Lighting Up Machine Learning & Data Science

Spark-logo-192x100pxHadoop 2 and its YARN-based architecture has increased the interest in new engines to be run on Hadoop and one such workload is in-memory computing for machine learning and data science use cases. Apache Spark has emerged as an attractive option for this type of processing and today, we announce availability of our HDP 2.1 Tech Preview Component of Apache Spark.  This is a key addition to the platform and brings another workload supported by YARN on HDP.
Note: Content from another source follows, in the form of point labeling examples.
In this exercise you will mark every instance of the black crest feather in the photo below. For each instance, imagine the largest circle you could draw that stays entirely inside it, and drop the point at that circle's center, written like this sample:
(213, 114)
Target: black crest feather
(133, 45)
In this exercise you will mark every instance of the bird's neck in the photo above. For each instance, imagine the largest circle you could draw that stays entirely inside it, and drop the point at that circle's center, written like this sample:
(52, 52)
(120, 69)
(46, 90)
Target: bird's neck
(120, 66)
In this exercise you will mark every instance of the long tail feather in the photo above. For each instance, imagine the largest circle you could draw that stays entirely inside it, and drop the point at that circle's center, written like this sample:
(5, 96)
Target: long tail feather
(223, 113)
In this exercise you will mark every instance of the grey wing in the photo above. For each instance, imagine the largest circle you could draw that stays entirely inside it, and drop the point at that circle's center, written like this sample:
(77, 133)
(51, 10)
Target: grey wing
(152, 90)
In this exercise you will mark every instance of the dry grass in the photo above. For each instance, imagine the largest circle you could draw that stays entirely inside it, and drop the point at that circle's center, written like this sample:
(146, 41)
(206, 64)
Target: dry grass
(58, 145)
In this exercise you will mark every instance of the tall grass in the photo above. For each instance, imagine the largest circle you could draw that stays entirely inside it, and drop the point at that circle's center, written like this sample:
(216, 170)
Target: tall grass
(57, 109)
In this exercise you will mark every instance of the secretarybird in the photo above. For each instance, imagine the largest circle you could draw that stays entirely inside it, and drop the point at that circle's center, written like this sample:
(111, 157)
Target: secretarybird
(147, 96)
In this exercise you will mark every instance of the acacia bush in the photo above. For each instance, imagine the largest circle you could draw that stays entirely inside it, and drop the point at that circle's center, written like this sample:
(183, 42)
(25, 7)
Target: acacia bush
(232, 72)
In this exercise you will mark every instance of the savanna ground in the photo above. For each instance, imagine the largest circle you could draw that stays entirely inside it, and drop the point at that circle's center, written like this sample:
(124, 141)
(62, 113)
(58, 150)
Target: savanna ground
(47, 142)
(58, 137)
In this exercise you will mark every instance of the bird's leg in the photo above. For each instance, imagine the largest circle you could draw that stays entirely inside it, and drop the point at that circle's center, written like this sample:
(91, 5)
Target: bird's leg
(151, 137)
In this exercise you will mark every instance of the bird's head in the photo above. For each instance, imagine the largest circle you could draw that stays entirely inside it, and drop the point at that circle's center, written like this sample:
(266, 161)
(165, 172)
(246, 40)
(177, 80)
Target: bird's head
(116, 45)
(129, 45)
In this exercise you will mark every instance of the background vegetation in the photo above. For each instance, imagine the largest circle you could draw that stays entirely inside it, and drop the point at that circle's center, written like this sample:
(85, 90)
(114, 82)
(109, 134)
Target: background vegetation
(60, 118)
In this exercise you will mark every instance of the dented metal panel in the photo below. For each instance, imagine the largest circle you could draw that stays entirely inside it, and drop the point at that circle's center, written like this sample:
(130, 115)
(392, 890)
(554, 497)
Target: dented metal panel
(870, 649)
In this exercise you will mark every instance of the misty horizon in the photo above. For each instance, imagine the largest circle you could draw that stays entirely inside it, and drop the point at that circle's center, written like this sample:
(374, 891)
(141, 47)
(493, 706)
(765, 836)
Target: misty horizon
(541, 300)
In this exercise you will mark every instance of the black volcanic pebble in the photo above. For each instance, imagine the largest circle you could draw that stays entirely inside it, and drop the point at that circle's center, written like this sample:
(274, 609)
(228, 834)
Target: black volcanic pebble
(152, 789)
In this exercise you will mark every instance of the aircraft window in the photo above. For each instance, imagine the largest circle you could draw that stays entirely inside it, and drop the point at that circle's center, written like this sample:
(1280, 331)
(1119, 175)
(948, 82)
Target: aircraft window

There has been a marked increase in interest among data scientists and enthusiasts for Apache Spark as they explore new ways to perform their very unique yet complex task in Hadoop. Our customers are investigating this technology as Spark allows key resources to effectively and simply implement iterative algorithms for advanced analytics such as clustering and classification of datasets.  It provides three key value points to developers,

  • in-memory compute for iterative workloads,
  • a simplified programming model in Scala,
  • and machine learning libraries to simply programming.

The Hortonworks Commitment

Hortonworks’ tech preview of Apache Spark is part of a larger initiative that will bring the best of heterogeneous, tiered storage, and resource-based models of computing together with the broader Hadoop community starting at the core of HDFS and working outward from there.

Our focus remains on delivering a fast, safe, scalable, and manageable platform on a consistent footprint that includes HDFS, YARN, Tez, Ambari, Knox, and Falcon to name just a few of the critical components of enterprise Hadoop.  We are working within this comprehensive set of components and hope to make Apache Spark “enterprise ready” so that our customers can confidently adopt it.


We have already completed baseline work to integrate Spark on YARN with HDP and want to make this available so that we work with customers to identify use cases which are best suited for this technology. Spark has the potential to meet the complex requirements of data science and machine learning use cases.  We encourage you to download our Tech Preview today and engage us so we can build out this key technology together.

Evaluate Spark on HDP Here

Categorized by :


Abel Coronado
July 9, 2014 at 8:51 pm

Hi !!!

We want to deploy spark 1.0.0 in a HDP cluster, is it possible to have a step by step guide???

July 16, 2014 at 4:08 pm

Right now the Spark 0.9.1 based tech preview is out which provides step-by-step instructions to evaluate Spark

Very shortly we will provide an update of this tech preview with latest version of Spark.

August 2, 2015 at 11:42 am

this is the website for those who need codes online.

October 30, 2015 at 12:46 am

this is he homepage to moviestarplanet game for vip membership online here.

December 9, 2015 at 3:02 am


February 10, 2016 at 6:05 am

good post and informative one.keep posting this kind of stuff.
thank you.

Leave a Reply

Your email address will not be published. Required fields are marked *

Hortonworks Data Platform
The Hortonworks Data Platform is a 100% open source distribution of Apache Hadoop that is truly enterprise grade having been built, tested and hardened with enterprise rigor.
Get started with Sandbox
Hortonworks Sandbox is a self-contained virtual machine with Apache Hadoop pre-configured alongside a set of hands-on, step-by-step Hadoop tutorials.
Modern Data Architecture
Tackle the challenges of big data. Hadoop integrates with existing EDW, RDBMS and MPP systems to deliver lower cost, higher capacity infrastructure.